A-130 feedback urges more emphasis on commercial cloud in IT policy revisions
The long-awaited revisions to the federal government's key IT policy document don't include enough emphasis on commercial cloud, according to industry commentators.
The A-130 is the foundational document for all federal information policy. So when the Office of Management and Budget put out a draft of the first A-130 revision in 15 years in October, the proposed changes were parsed carefully. Comments filed on GitHub by the Dec. 5 deadline show that cloud vendors and trade groups are worried that the document doesn't adequately promote the government's avowed "cloud first" policy, and that it requires redundant levels of approval for agencies seeking to move development, operations, and data to a virtual environment.
Dave Wennergren of the Professional Services Council hoped that a revised A-130 would "more explicitly promote the importance of commercial cloud solutions as a means of replacing aging infrastructure, reducing operating costs, providing greater access to modern applications and improving agency cybersecurity posture."
In particular, industry reps were disappointed that the cloud authorization process FedRAMP was not enshrined in the revised A-130.
"As A-130 itself is being modernized to support the development and use of cutting edge IT and leading information policy approaches associated with its effective management," Microsoft argued in its comments, "it would be a stark remission not to integrate the Administration's Cloud First policy commitments, achievements and goals embodied through FedRAMP."

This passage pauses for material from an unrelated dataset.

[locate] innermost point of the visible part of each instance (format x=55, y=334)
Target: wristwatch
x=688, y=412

The IT Alliance for the Public Sector, a division of the Information Technology Industry Council, complained that the revised A-130 "creates parallel, but uncoordinated, authorization authorities for privacy and security. Such a condition will negatively impact companies seeking and sustaining authorizations to operate cloud computing services."
Customer service platform Salesforce agreed, urging OMB to "revise the Draft Circular to reaffirm the applicability of FedRAMP for Cloud based systems."
More generally, the Mitre Corporation worried that the A-130 lacks a stick to make agencies follow its rules. "Agencies may be reticent to comply with the guidance given that enforcement mechanisms penalties for non-compliance are not identified," they noted. Mitre also wanted some new clarity, in light of the Federal IT Acquisition Reform Act, about making sure that newly empowered agency CIOs maintain some boundaries between their areas of control and highly bespoke agency component missions.
Mitre's commenters suggested specifying that "responsibility for mission systems that are not implemented using commercially available IT shall be delineated," to avoid muddling authorities.
In addition, a host of government transparency groups and information associations banded together to protest deletions from the previous A-130 with regard to information policy. Comments submitted by Patrice McDermott of OpenTheGovernment.org on behalf of her group, along with (among others) the American Library Association, the Government Accountability Project, and the Project on Government Oversight pushed for the restoration of statements like, "the free flow of information between the government and the public is essential to a democratic society" and "the public disclosure of government information is essential to the operation of a democracy."
OMB plans to review these and many other comments outside the public glare of GitHub, and make any changes before publishing the final, canonical A-130.